What does your sweat say about your health? Wearing a new skin patch during exercise may help you find out. Scientists say they have developed a quarter-sized device that sticks to your skin and analyzes your sweat.
Sweat is worth analyzing, experts say. The beads of sweat we manufacture and quickly brush away while we're engaged in physical activity can offer important insights into our overall health.
John Rogers, lead author of a study reporting development of the new skin patch, says sweat is “a rich, chemical broth containing a number of important chemical compounds with physiological health information.”
The new skin patch may help people find out if they should be drinking more water or if they need to replenish their electrolyte levels. When tested on cyclists, the device was found to give an accurate measurement of the acidity of sweat and concentrations of glucose, chloride, and lactate.

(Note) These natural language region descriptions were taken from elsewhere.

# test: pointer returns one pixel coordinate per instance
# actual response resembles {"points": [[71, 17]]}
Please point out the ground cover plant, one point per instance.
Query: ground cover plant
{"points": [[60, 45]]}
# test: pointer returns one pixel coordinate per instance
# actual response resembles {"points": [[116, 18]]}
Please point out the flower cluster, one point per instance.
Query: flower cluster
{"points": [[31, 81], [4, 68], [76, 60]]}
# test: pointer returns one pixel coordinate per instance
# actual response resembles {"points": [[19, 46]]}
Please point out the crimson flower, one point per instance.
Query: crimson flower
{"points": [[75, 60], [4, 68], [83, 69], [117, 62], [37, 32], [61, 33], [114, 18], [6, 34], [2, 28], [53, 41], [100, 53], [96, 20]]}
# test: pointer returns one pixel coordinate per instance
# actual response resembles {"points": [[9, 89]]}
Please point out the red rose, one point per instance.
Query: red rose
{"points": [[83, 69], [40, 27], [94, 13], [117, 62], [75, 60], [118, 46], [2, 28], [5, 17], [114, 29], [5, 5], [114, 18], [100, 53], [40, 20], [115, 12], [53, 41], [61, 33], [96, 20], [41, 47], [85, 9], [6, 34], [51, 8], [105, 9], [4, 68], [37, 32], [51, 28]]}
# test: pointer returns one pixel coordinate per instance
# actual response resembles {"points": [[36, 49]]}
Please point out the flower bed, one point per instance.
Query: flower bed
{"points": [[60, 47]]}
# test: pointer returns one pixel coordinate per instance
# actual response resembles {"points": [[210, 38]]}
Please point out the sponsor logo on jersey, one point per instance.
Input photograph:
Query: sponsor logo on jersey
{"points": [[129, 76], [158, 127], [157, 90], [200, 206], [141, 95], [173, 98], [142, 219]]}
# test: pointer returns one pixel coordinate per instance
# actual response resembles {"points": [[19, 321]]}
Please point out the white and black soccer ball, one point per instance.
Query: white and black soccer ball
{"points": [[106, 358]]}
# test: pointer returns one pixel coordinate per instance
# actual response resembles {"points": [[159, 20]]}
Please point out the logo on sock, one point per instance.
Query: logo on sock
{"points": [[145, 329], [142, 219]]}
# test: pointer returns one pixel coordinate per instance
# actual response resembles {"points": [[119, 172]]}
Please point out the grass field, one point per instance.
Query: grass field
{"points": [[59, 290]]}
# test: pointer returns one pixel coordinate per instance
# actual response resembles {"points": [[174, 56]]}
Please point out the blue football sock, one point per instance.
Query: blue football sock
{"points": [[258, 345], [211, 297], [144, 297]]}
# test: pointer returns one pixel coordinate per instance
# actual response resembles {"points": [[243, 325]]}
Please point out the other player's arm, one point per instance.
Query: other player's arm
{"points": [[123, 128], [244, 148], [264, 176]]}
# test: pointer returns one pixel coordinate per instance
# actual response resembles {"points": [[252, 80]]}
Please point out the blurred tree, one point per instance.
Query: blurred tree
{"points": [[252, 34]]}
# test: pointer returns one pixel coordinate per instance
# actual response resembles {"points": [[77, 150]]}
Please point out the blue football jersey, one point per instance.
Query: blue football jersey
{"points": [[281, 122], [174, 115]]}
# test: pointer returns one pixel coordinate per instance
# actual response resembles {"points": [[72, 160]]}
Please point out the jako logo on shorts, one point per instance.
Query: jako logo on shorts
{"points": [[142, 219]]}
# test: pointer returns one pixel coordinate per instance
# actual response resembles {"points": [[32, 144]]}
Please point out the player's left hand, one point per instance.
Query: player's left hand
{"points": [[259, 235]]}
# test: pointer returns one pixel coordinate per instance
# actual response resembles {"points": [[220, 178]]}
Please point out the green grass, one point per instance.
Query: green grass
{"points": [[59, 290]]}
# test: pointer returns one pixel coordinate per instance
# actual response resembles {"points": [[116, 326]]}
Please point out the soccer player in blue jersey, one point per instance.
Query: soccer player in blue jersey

Results sent to smartphone
The thin, disposable patches are worn on the forearm or back. Those who wear the device can see how their body is responding to exercise by accessing the results of the analysis on their smartphone.
But the wearable can do more than nudge users to hydrate. In addition to measuring a person's sweat rate and total sweat loss, the patch can detect the presence of a biomarker for cystic fibrosis. In the future, researchers say it could even be used as a tool for disease diagnosis.
"The intimate skin interface created by this wearable, skin-like ... system enables new measurement capabilities not possible with the kinds of absorbent pads and sponges currently used in sweat collection," Rogers said in a release.
Findings from the test of the device on two groups of cyclists were published in the journal Science Translational Medicine.